SURYA.CO.ID, SURABAYA - Pertumbuhan ekonomi Jawa Timur pada triwulan II tahun 2026 mencatatkan performa tumbuh positif sebesar 5,96 persen secara Year on Year (YoY), sekaligus melampaui rata-rata pencapaian nasional.
Laju impresif itu ditopang kuat oleh lonjakan konsumsi rumahtangga di tengah momentum hari raya keagamaan yang beruntun serta masifnya realisasi investasi infrastruktur daerah.
Pencapaian ini memperkokoh posisi strategis bumi Majapahit sebagai roda penggerak utama sekaligus kontributor ekonomi terbesar kedua di Pulau Jawa.
Baca juga: Jalur Pansela Dikebut Rp 19 Miliar Digelontorkan untuk Trenggalek, Dongkrak Ekonomi Selatan
Kepala BI KPw Jatim, Ibrahim menjelaskan, catatan pertumbuhan ekonomi Jatim itu (5,96 persen) terbukti jauh lebih tinggi dibandingkan kinerja ekonomi regional Pulau Jawa yang berada di angka 5,79 persen (YoY) maupun level nasional sebesar 5,61 persen (YoY).

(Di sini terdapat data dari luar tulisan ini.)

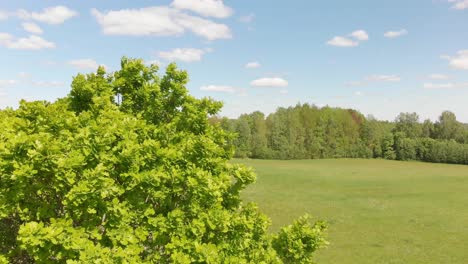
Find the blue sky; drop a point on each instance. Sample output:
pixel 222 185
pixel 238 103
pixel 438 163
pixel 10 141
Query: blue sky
pixel 380 57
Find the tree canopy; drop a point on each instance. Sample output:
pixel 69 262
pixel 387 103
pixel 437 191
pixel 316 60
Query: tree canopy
pixel 128 168
pixel 308 132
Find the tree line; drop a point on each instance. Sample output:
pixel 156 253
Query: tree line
pixel 309 132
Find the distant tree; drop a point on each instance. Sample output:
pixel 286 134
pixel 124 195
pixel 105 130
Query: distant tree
pixel 427 129
pixel 447 127
pixel 129 169
pixel 408 124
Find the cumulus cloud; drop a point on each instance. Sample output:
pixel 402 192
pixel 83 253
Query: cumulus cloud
pixel 85 64
pixel 253 65
pixel 3 15
pixel 218 88
pixel 437 76
pixel 459 4
pixel 30 43
pixel 7 83
pixel 395 34
pixel 185 55
pixel 445 85
pixel 48 83
pixel 360 35
pixel 208 8
pixel 158 21
pixel 383 78
pixel 354 39
pixel 269 82
pixel 50 15
pixel 459 61
pixel 32 28
pixel 342 42
pixel 247 19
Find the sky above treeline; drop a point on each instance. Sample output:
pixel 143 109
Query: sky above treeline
pixel 379 57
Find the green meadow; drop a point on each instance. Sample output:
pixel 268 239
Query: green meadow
pixel 378 211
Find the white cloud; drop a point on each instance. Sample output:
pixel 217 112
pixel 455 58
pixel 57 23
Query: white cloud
pixel 218 88
pixel 396 34
pixel 247 19
pixel 445 85
pixel 3 15
pixel 269 82
pixel 342 42
pixel 437 76
pixel 85 64
pixel 208 8
pixel 185 55
pixel 459 4
pixel 154 62
pixel 24 75
pixel 30 43
pixel 51 15
pixel 355 38
pixel 158 21
pixel 203 27
pixel 7 83
pixel 360 35
pixel 459 61
pixel 32 28
pixel 383 78
pixel 48 83
pixel 253 65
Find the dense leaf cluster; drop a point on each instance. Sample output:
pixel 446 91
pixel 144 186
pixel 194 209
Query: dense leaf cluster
pixel 128 169
pixel 309 132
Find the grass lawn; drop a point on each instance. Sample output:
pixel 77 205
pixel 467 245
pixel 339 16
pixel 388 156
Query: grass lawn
pixel 378 211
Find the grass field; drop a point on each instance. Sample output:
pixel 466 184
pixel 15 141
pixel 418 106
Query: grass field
pixel 378 211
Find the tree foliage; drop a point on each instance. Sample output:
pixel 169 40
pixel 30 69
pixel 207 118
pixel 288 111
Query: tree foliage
pixel 128 169
pixel 308 132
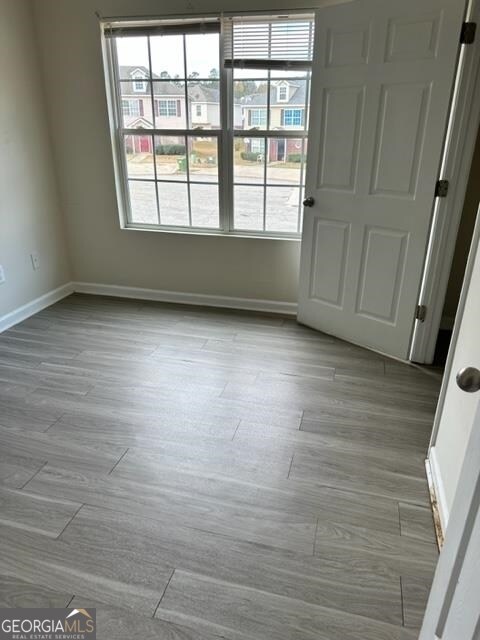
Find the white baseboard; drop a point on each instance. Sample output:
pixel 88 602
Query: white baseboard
pixel 29 309
pixel 437 488
pixel 247 304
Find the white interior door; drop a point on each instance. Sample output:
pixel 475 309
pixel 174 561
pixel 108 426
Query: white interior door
pixel 456 409
pixel 382 80
pixel 453 609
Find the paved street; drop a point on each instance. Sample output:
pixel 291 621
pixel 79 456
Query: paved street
pixel 281 206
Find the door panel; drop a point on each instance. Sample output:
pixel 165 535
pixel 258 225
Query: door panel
pixel 378 290
pixel 328 273
pixel 339 143
pixel 383 73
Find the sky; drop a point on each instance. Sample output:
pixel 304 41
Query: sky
pixel 167 55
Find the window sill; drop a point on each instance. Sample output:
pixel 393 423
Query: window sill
pixel 292 237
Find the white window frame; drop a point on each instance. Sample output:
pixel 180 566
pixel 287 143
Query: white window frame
pixel 293 110
pixel 137 80
pixel 133 107
pixel 280 88
pixel 261 117
pixel 224 135
pixel 167 104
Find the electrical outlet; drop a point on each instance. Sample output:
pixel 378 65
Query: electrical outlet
pixel 35 260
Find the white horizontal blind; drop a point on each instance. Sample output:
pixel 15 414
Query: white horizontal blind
pixel 269 42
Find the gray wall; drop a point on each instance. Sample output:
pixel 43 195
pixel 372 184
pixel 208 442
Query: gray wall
pixel 69 37
pixel 464 238
pixel 29 210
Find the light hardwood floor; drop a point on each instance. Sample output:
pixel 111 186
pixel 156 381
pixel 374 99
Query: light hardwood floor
pixel 201 474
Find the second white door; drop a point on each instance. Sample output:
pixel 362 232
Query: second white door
pixel 382 80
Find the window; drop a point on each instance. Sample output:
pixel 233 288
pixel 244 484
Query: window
pixel 139 84
pixel 257 117
pixel 173 175
pixel 131 107
pixel 292 117
pixel 257 146
pixel 167 108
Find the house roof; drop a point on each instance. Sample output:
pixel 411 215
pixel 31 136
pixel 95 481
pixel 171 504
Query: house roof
pixel 298 91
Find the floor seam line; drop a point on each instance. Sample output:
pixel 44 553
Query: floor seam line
pixel 74 515
pixel 402 603
pixel 118 461
pixel 164 592
pixel 290 466
pixel 54 423
pixel 236 429
pixel 315 536
pixel 36 473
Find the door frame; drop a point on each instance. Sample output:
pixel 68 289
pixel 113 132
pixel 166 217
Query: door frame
pixel 455 167
pixel 466 506
pixel 475 247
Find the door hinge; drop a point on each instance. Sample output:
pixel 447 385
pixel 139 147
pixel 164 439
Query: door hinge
pixel 441 188
pixel 421 312
pixel 467 33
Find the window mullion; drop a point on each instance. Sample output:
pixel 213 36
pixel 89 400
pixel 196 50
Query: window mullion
pixel 153 124
pixel 226 152
pixel 187 123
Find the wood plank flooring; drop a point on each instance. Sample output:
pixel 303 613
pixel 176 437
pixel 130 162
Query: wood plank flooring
pixel 202 474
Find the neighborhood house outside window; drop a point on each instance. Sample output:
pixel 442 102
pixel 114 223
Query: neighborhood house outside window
pixel 292 118
pixel 166 108
pixel 172 173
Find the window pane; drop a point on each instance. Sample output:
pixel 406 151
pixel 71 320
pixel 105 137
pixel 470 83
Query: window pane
pixel 167 57
pixel 173 201
pixel 288 103
pixel 170 158
pixel 250 98
pixel 136 106
pixel 203 159
pixel 284 160
pixel 169 105
pixel 282 209
pixel 248 208
pixel 143 202
pixel 139 155
pixel 204 104
pixel 203 55
pixel 132 54
pixel 204 199
pixel 249 158
pixel 241 74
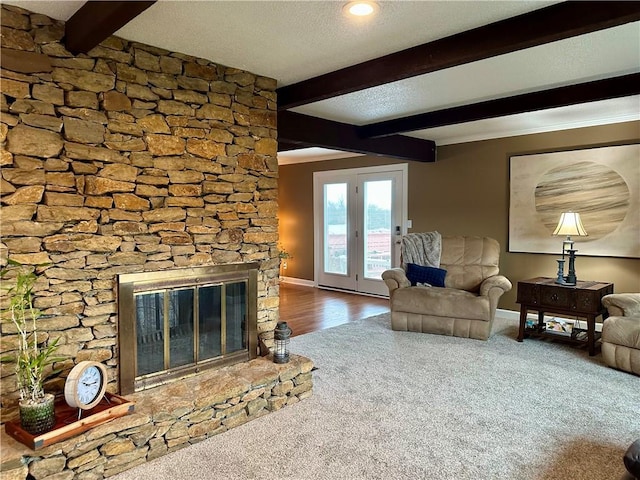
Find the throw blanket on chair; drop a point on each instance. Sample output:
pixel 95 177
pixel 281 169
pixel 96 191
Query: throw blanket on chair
pixel 422 249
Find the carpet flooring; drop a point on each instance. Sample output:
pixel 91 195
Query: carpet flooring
pixel 399 405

"Berdasarkan data Badan Pusat Statistik (BPS) yang dirilis dalam dokumen perkembangan makroekonomi regional, Jatim kembali mengukuhkan posisinya sebagai kontributor ekonomi terbesar kedua di Pulau Jawa dengan pangsa 25,16 persen, serta menyumbang 14,40 persen terhadap PDB nasional," kata Ibrahim, dalam kesempatan media briefing lembaga Kementerian Keuangan di Jatim, yang digelar di kantor OJK Jatim, Surabaya, Senin (22/6/2026).
Akselerasi permintaan domestik yang masif menjadi juru selamat yang menjaga stabilitas ekonomi Jatim dari dampak kelesuan pasar ekspor global saat itu.
Ibrahim menyebut, dari sisi permintaan, motor penggerak utama pertumbuhan Jatim berasal dari akselerasi komponen Konsumsi Rumah Tangga yang memiliki share dominan mencapai 61,19 persen terhadap Produk Domestik Regional Bruto (PDRB).
"Lonjakan konsumsi ini dipicu oleh momentum perayaan berlapis (festive season) mulai dari Ramadan, Imlek, Nyepi, hingga Hari Besar Keagamaan Nasional (HBKN) Idulfitri 2026," jelas Ibrahim.
Baca juga: DPRD Jatim Minta Pertumbuhan Ekonomi Bisa Merata di Jawa Timur
Di sisi lain, sektor lapangan usaha pertanian ikut melesat naik seiring datangnya masa panen raya padi di berbagai sentra daerah Jatim.
"Akselerasi ekonomi Jatim utamanya didorong oleh kuatnya permintaan domestik dan investasi infrastruktur, di tengah tertahannya kinerja ekspor luar negeri untuk komoditas utama seperti emas perhiasan, tembaga, kayu, dan produk kimia," lanjut Ibrahim.
Selain pertanian, sektor konstruksi bergerak sangat bergairah karena terdorong realisasi belanja barang jasa pemerintah, termasuk penyediaan pasokan pangan program Makan Bergizi Gratis (MBG).
Melihat tren positif itu, Bank Indonesia optimis target laju perekonomian daerah ke depan akan tetap berada di jalur yang aman dan terkendali.
"BI memproyeksikan keseluruhan pertumbuhan ekonomi Jatim sepanjang tahun 2026 akan berada solid di kisaran 4,9 persen hingga 5,7 persen YoY dengan tingkat inflasi yang tetap terkendali di batas sasaran," pungkas Ibrahim.